This is probably the most often asked question among friends interested in what I’m building. ‘What is it? How is it different? What’s driving all the interest and growth?’
Web3 is taking the world by storm. Buzzwords like NFT and DAO are beginning to permeate mainstream culture, funding is pouring into the space by the millions, but why?
To those already in web3, this seems like an obvious notion; but it certainly isn’t the web2 way of things. There’s something about web3 that is just different.
What were previously subscribers, are now stakeholders. Web3 is ushering in a new meaning of the term ‘community’. In the days of web2 we’ve seen passive participants, providing a few dollars per month to an animator, the free allocation of a prime subscription on twitch, even cheaply buying into an unfinished game on Steam. In contrast, web3 has members coughing up hundreds if not thousands of dollars, just to be part of a… community?
The motivations of web3 communities are just as diverse as the participants. Web3 has a wide landscape. From degen art and social clubs, to projects attempting to shake up societal concepts like college, to those that have banded together for a cause. If you can imagine it, there’s probably a community for it, and each member their own reason for investing.

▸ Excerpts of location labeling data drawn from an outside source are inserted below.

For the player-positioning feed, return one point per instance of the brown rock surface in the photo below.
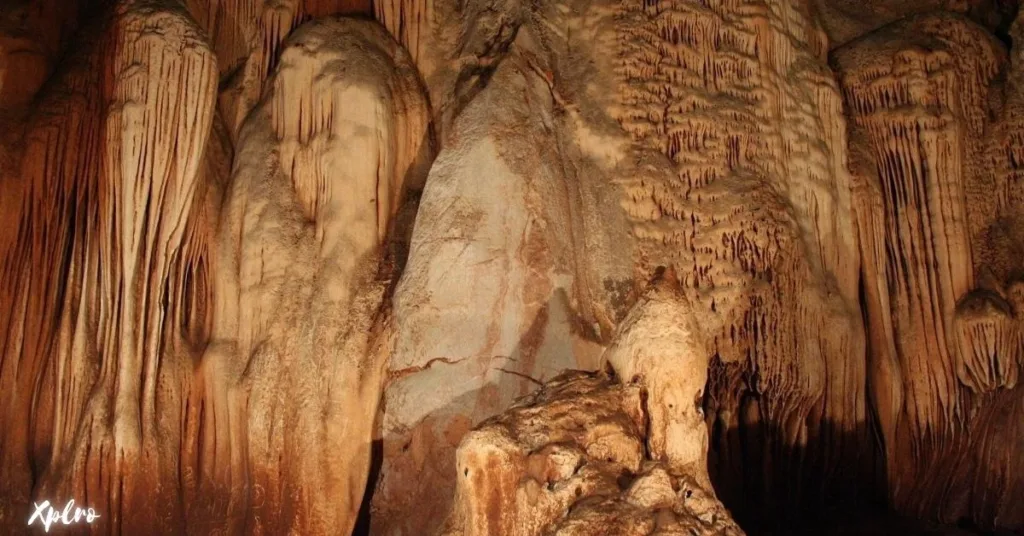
(266, 270)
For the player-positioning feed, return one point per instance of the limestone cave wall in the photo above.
(512, 268)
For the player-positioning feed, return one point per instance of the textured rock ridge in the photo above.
(248, 37)
(754, 211)
(938, 236)
(570, 460)
(323, 165)
(101, 194)
(186, 301)
(259, 258)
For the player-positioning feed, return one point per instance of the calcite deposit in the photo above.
(511, 268)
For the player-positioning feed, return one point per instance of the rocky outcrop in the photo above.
(570, 460)
(248, 37)
(257, 259)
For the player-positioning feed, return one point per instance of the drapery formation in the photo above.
(290, 259)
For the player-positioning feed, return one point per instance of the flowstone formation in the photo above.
(570, 460)
(187, 346)
(273, 266)
(588, 455)
(940, 231)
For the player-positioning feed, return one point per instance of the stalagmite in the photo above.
(509, 266)
(107, 184)
(570, 460)
(934, 231)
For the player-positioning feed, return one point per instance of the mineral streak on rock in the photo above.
(755, 215)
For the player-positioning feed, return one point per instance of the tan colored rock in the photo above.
(940, 239)
(569, 460)
(660, 348)
(248, 37)
(296, 360)
(107, 184)
(217, 343)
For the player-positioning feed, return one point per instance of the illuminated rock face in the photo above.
(263, 268)
(934, 150)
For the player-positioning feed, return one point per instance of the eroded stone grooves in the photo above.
(247, 36)
(937, 219)
(109, 180)
(757, 218)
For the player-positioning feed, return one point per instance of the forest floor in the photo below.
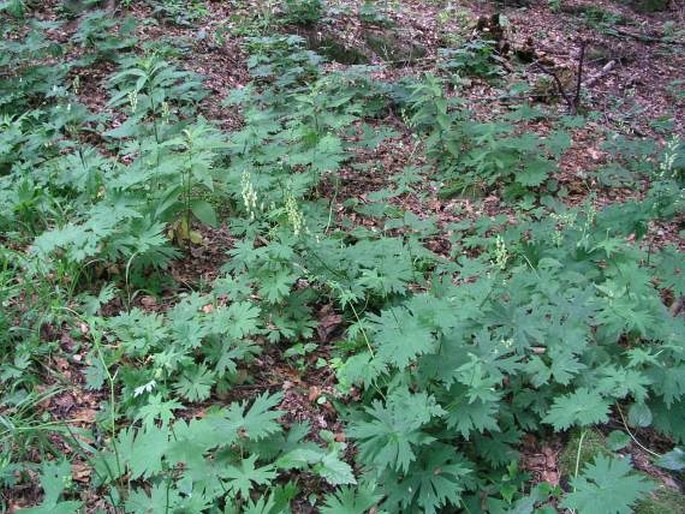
(619, 67)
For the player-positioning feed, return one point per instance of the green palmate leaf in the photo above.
(241, 479)
(401, 337)
(348, 500)
(158, 409)
(389, 434)
(195, 384)
(434, 482)
(255, 423)
(204, 211)
(606, 487)
(673, 460)
(534, 173)
(335, 471)
(582, 407)
(147, 450)
(639, 415)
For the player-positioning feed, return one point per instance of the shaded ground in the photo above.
(631, 77)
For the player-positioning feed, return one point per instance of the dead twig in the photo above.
(573, 103)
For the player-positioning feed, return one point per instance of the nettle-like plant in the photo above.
(470, 154)
(555, 326)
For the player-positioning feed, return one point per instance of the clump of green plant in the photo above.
(96, 34)
(478, 156)
(475, 58)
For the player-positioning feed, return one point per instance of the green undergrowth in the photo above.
(442, 363)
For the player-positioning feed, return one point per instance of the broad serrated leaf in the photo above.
(204, 211)
(241, 479)
(606, 487)
(349, 500)
(581, 407)
(255, 423)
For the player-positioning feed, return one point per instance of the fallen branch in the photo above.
(606, 69)
(572, 102)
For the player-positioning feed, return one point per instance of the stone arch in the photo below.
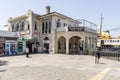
(61, 44)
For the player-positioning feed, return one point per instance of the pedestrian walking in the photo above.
(27, 52)
(97, 56)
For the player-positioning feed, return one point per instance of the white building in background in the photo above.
(55, 32)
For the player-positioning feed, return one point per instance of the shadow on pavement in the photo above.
(3, 63)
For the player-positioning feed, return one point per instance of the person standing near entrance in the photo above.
(27, 52)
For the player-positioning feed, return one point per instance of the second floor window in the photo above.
(23, 25)
(58, 23)
(35, 26)
(17, 27)
(43, 27)
(28, 27)
(12, 27)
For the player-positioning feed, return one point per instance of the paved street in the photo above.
(58, 67)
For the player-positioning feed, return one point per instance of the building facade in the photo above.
(55, 33)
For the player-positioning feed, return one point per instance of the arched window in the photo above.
(23, 26)
(17, 27)
(13, 28)
(58, 23)
(35, 26)
(59, 45)
(28, 27)
(49, 26)
(46, 28)
(43, 27)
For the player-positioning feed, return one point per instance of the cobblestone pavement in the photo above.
(58, 67)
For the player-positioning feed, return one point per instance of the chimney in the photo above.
(47, 9)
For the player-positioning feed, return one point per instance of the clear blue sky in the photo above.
(77, 9)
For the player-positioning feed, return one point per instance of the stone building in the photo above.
(55, 32)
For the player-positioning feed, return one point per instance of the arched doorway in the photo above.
(62, 45)
(74, 45)
(46, 45)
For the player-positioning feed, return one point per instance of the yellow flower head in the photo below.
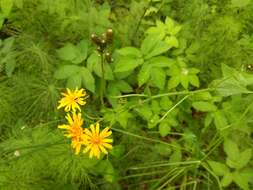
(74, 131)
(72, 100)
(97, 142)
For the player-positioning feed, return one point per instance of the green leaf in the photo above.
(87, 79)
(204, 106)
(173, 82)
(172, 41)
(241, 181)
(123, 86)
(130, 52)
(74, 81)
(162, 149)
(125, 64)
(153, 46)
(164, 129)
(144, 74)
(194, 80)
(218, 168)
(232, 150)
(240, 3)
(165, 103)
(245, 157)
(227, 179)
(66, 71)
(161, 61)
(10, 66)
(220, 119)
(117, 151)
(158, 77)
(6, 6)
(68, 52)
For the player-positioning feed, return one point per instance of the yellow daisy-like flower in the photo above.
(72, 100)
(74, 131)
(97, 142)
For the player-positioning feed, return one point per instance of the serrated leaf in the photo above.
(127, 64)
(144, 74)
(10, 66)
(66, 71)
(6, 6)
(87, 79)
(245, 157)
(130, 51)
(158, 77)
(241, 181)
(173, 82)
(74, 81)
(172, 41)
(153, 46)
(218, 168)
(68, 53)
(204, 106)
(164, 129)
(231, 149)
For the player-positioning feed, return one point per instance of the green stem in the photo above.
(102, 84)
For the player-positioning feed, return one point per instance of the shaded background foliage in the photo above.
(190, 134)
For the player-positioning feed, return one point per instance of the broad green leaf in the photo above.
(173, 82)
(220, 119)
(218, 168)
(10, 66)
(227, 179)
(204, 106)
(123, 86)
(245, 157)
(194, 80)
(158, 77)
(66, 71)
(172, 41)
(127, 64)
(6, 6)
(19, 3)
(165, 103)
(87, 79)
(231, 149)
(130, 51)
(74, 81)
(117, 151)
(164, 129)
(241, 181)
(240, 3)
(153, 46)
(144, 74)
(161, 61)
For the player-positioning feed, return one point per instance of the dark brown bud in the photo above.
(109, 35)
(96, 39)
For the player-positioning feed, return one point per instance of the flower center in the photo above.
(96, 140)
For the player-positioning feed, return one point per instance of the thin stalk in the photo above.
(102, 84)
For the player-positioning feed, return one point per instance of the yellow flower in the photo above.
(72, 100)
(97, 142)
(74, 131)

Web3 makes this far more interesting than any Patreon could fathom. The key to web3 is holding ownership in a community, this ownership holds unique utility we haven’t seen from web2.
It’s the decisions, the hard work, the hype, from the members, supporters, and investors behind a project that ultimately drives success. No successful Web3 project exists without a loyal community.
While the product, art, or mission may be a driving factor, this alone is not enough to get a project off the ground. A talented team, or a large influencer backing a project can bring along their own fans, and that’s a start, but you can’t just throw 1000 of your greatest fans into a discord and expect a “community” to form. Without care and nurturing, a community can fizzle out in no time.
First hand we’ve learned, and through research we’ve confirmed, that the hardest part of web3 is not finding the most powerful mission, nor creating the greatest art, it is in fact, building the strongest community to support it. Behind each successful project is a talented group of community managers that built these communities in the first place.
💡 Those responsible for social in web2 are building the backbone of web3.
As a team that spent the past couple of years building for communities in the podcast space, naturally, this was our calling.
Over the past few months, we’ve spent hours upon hours talking to those that not only participate in, but also to those that build these communities. Our goal is to uncover the greatest pain points of community building in web3 to see how we might lend our expertise.